Free market capitalism is the only institution in the modern world that rewards merit.  Those rewards can be blunted by big government programs that preserve the position of the rich and powerful.  Minimum wage laws, for example, help to keep the poorest among us from having the opportunity to escape poverty.  The wealthy tend to like minimum wage laws.  Note campus activity on the "living wage" -- a great example of how to keep poor people from the possibility of economic progress by substituting one class of workers for another.

Those who claim to represent those in poverty usually oppose anything that could help lift folks out of poverty -- vouchers, repealing minimum wage laws, reducing regulations on small businesses and ending onerous licensing requirements for the poorest entrepreneurs.  I guess it helps to have a large group of poor people if your main vocation is speaking up for the poor -- an activity very different from actually helping the poor get out of poverty.

Meanwhile academics, whose pay corrected for hours worked rivals that of baseball players, continue to drone on about "privilege."  They should know.

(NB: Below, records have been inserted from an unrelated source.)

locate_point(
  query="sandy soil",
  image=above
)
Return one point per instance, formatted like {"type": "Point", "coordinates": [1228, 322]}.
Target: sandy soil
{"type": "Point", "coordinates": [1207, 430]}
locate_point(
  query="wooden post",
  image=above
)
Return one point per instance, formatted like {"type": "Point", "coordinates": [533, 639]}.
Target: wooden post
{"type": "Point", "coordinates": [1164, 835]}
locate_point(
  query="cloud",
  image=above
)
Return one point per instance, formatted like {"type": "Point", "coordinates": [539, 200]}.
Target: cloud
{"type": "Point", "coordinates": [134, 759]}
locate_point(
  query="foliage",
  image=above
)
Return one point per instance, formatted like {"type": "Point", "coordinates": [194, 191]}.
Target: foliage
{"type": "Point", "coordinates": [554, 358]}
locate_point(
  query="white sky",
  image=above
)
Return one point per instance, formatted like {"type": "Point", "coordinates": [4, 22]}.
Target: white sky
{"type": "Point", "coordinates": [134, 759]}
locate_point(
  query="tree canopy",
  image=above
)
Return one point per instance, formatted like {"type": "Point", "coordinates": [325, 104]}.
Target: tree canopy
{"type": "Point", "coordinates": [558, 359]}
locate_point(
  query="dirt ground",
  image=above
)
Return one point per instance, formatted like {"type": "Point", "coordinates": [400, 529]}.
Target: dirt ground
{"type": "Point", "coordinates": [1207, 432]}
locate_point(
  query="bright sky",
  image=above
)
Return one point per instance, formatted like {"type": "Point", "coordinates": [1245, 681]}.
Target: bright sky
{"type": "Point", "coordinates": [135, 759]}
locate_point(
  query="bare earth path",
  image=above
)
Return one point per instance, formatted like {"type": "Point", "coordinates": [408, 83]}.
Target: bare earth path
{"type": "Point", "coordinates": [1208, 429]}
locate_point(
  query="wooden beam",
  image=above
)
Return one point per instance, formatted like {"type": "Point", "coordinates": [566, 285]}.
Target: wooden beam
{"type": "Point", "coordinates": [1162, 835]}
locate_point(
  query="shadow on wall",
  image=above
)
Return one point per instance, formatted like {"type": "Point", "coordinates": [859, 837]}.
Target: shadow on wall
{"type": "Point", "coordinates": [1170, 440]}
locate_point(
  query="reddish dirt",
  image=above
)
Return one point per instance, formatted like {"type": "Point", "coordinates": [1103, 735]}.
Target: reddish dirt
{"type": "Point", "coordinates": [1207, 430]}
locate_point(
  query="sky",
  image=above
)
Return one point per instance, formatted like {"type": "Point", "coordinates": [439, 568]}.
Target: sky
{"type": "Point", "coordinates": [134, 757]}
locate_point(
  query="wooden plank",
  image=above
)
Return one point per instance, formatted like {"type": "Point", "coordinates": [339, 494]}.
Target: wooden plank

Monday, September 28, 2015

Trump Economics

Donald Trump, like President Obama, hasn't spent much time thinking about economics and, as a result, the Trump-Obama economic game plans are amateurish at best.  Neither seems to understand capitalism, except how to exploit capitalism for their own personal benefit.  Grand, over-arching principles are completely absent in the worldview of Donald Trump or President Obama. 

Trump has begun to demonize the rich, a persistent theme of almost all politicians these days, without noting that most Trump (and Obama) policies would permanently enshrine wealth and power of the rich.  Trump, like Obama, seems to have no understanding of why America became a great economic power in the first place. One is suspicious that neither really cares.  Neither Trump or Obama offers any policies that would help the poorest Americans climb out of poverty nor any policies that would improve the prospects of average Americans.  Just the opposite.

Trump's idea of capitalism is to get a bunch of rich folks together and decide how to run things.  That about sums it up.  Trump, himself, has never produced a product for a market place, but has instead weazled his way through the bankruptcy laws and peddled his personal fame to extort his way to whatever money he has.  How much, we will never really know.  But, does anyone really care.